Alexis Salatko, L’enfant à la tête baissée
Denoël, août 2025
Victime d’un trouble rare qui l’empêche de manger devant les autres, Alio grandit dans le sentiment d’être différent. Fragile, moqué par ses camarades, il trouve refuge dans les livres que sa mère lui met entre les mains. Peu à peu, la lecture devient pour lui une manière d’habiter le monde.
Dans ce récit largement inspiré de son parcours, Alexis Salatko livre un texte bouleversant sur l’enfance, la différence, la résilience et le pouvoir réparateur de la littérature. Un roman profondément humain qui a particulièrement touché les lecteurs du Prix du Livre Nohée.
Un jury de personnalités désignera le lauréat en octobre
Le lauréat du Prix du Livre Nohée 2026 sera dévoilé en octobre prochain par un jury composé de six personnalités du monde de la culture et des lettres.
Présidé par la comédienne Brigitte Fossey, il réunit également la photographe Francesca Mantovani, la journaliste et animatrice Élodie Fondacci, la journaliste et auteure Pascale Senk, le médecin et écrivain Éric Bouhier ainsi que l’écrivain et psychanalyste Philippe Grimbert.
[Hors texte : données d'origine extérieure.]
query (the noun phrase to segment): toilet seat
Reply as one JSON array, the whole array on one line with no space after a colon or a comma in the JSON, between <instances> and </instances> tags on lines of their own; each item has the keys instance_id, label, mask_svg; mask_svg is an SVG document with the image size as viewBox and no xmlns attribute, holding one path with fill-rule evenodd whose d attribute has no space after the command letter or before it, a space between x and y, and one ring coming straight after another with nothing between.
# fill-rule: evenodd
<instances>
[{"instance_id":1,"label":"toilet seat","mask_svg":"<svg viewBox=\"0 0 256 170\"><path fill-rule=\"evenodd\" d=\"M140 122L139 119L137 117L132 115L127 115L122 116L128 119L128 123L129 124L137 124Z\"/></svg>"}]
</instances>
La lecture comme moteur de lien social
Au-delà de son prix littéraire, Nohée développe toute l’année des initiatives destinées à promouvoir la lecture auprès des seniors.
Depuis deux ans, le groupe participe notamment aux Nuits de la Lecture en organisant des événements dédiés dans ses résidences. Des rencontres intergénérationnelles avec Les Petits Champions de la Lecture ou encore des ateliers d’écriture collective viennent également enrichir cette démarche autour de la transmission des histoires et du pouvoir des mots.
Des lecteurs passionnés
Les lecteurs du Club de Lecture Nohée sont avant tout de grands lecteurs. Une enquête menée auprès des résidents révèle que la quasi-totalité d’entre eux lit chaque jour. Majoritairement des femmes âgées de 75 à 90 ans, parfois plus, elles considèrent la lecture comme un moyen de s’évader, de stimuler leur mémoire et de rompre la solitude.
Leurs références littéraires témoignent d’une véritable exigence : Marcel Proust, Victor Hugo, Alexandre Dumas, Jules Verne, Agatha Christie, Molière ou encore Jacques Prévert figurent parmi les auteurs qui les ont le plus marqués. Des lecteurs fidèles et passionnés, dont les votes ont permis de désigner les trois finalistes du Prix du Livre Nohée 2026.
Vous pouvez cliquer sur les liens suivants si vous souhaitez en savoir plus sur : Le Club de Lecture et Le Prix du Livre Nohée
Rendez-vous en octobre prochain pour savoir lequel de ces trois romans aura remporté le Prix Nohée 2026.